Forcing MSXML to format XML output with indents an

2019-04-09 18:14发布

问题:

I am using MSXML 3.0 with Visual Basic 6 to store and retrieve configuration of my application. When saving the resulting DOMDocument to a XML file the root object gets rendered as a single very long line of text:

<?xml version="1.0"?>
<!--WORKAPP 2011 Configuration file-->
<profile version="1.0"><frmPlan><left>300</left><top>300</top><width>24600</width><height>13575</height></frmPlan><preferences><text1/><text2/><text3/><background_color/><grid-major-step-x>50</grid-major-step-x><grid-major-step-y>50</grid-major-step-y></preferences></profile>

Is it possible to force MSXML to format the resulting XML file with indents and newlines?

回答1:

For such tiny files as a config the overhead of using XSL probably isn't significant anyway. The power of SAX is more important when you're dealing with large files or tons of small ones such as the server side of a Web Service - and there you probably should not be using the heavyweight DOM in the first place.

Private Sub FormatDocToFile(ByVal Doc As MSXML2.DOMDocument, _
                            ByVal FileName As String)
    'Reformats the DOMDocument "Doc" into an ADODB.Stream
    'and writes it to the specified file.
    '
    'Note the UTF-8 output never gets a BOM.  If we want one we
    'have to write it here explicitly after opening the Stream.
    Dim rdrDom As MSXML2.SAXXMLReader
    Dim stmFormatted As ADODB.Stream
    Dim wtrFormatted As MSXML2.MXXMLWriter

    Set stmFormatted = New ADODB.Stream
    With stmFormatted
        .Open
        .Type = adTypeBinary
        Set wtrFormatted = New MSXML2.MXXMLWriter
        With wtrFormatted
            .omitXMLDeclaration = False
            .standalone = True
            .byteOrderMark = False 'If not set (even to False) then
                                   '.encoding is ignored.
            .encoding = "utf-8"    'Even if .byteOrderMark = True
                                   'UTF-8 never gets a BOM.
            .indent = True
            .output = stmFormatted
            Set rdrDom = New MSXML2.SAXXMLReader
            With rdrDom
                Set .contentHandler = wtrFormatted
                Set .dtdHandler = wtrFormatted
                Set .errorHandler = wtrFormatted
                .putProperty "http://xml.org/sax/properties/lexical-handler", _
                             wtrFormatted
                .putProperty "http://xml.org/sax/properties/declaration-handler", _
                             wtrFormatted
                .parse Doc
            End With
        End With
        .SaveToFile FileName
        .Close
    End With
End Sub


回答2:

Probably this answer will not help in your specific case, but in general it may be of use.

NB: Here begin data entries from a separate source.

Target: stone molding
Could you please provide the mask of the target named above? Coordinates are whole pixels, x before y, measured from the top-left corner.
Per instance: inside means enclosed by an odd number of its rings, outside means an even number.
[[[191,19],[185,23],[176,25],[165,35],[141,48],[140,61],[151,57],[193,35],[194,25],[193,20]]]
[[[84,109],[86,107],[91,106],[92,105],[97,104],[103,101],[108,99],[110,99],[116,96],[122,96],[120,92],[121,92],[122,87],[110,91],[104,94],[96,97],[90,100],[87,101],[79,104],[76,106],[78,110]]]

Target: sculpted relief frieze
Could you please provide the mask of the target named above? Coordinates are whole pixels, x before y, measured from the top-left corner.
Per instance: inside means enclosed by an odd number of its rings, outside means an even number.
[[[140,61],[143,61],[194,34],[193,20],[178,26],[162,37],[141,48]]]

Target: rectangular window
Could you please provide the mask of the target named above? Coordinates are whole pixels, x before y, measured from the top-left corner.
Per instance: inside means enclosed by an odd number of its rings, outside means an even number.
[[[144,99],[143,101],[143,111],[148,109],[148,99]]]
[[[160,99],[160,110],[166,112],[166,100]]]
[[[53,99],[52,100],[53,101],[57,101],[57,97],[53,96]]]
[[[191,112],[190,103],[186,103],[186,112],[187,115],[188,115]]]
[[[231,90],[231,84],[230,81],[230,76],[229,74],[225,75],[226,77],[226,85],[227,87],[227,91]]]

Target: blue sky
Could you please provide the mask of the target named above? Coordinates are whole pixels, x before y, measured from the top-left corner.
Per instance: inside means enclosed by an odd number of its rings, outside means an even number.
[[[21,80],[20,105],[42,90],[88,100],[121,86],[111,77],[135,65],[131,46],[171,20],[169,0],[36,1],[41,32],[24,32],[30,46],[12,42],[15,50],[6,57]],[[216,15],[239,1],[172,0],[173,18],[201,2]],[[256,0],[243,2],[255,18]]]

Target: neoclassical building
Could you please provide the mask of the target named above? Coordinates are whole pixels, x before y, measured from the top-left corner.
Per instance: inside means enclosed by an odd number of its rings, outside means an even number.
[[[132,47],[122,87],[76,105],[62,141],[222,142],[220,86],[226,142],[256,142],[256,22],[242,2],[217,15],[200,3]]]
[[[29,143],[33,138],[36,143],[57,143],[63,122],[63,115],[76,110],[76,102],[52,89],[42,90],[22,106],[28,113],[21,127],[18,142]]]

It regards cases when the document is loaded and saved without much modification. DomDocument has preserveWhitespace property, which is initially set to False. If you set it to True before load, then it will be saved using the same indentation as the original file.

To add the indentation manually one may create text nodes and insert them to create new lines and spaces between elements, like this:

Set txt = doc.createTextNode(vbCrLf & "  ")
Call node.parentNode.insertBefore(txt, node)


回答3:

You could take a look at this other question on SO and the C++ code of the answers. But it's too much work. You're saying you're just storing a config file. So use an XSLT transformation:

<xsl:stylesheet xmlns:xsl="http://www.w3.org/1999/XSL/Transform" version="1.0">
  <xsl:strip-space elements="*"/>
  <xsl:output indent="yes"/>
  <xsl:template match="@*|node()">
    <xsl:copy>
      <xsl:apply-templates select="@*|node()"/>
    </xsl:copy>
  </xsl:template>
</xsl:stylesheet>

Remember to output to an ADODB.Stream, not to a DOM. If you output to a DOM, the XSLT serializer will be ignored.



回答4:

Here is a shorter indentation utility function that works on DOM objects and strings as input and outputs a formatted string. File handling (utf-8) is left outside its scope. Does not use ADODB streams and does not need MSXML in project references.

Public Function FormatXmlIndent(vDomOrString As Variant, sResult As String) As Boolean
    Dim oWriter         As Object ' MSXML2.MXXMLWriter

    On Error GoTo QH
    Set oWriter = CreateObject("MSXML2.MXXMLWriter")
    oWriter.omitXMLDeclaration = True
    oWriter.indent = True
    With CreateObject("MSXML2.SAXXMLReader")
        Set .contentHandler = oWriter
        '--- keep CDATA elements
        .putProperty "http://xml.org/sax/properties/lexical-handler", oWriter 
        .parse vDomOrString
    End With
    sResult = oWriter.output
    '--- success
    FormatXmlIndent = True
    Exit Function
QH:
End Function

Can be used like this

    sXml = ReadTextFile("doc.xml")
    FormatXmlIndent sXml, sXml

... so if anything fails (invalid XML, etc.) sXml still holds original unformatted input.



标签: vb6 msxml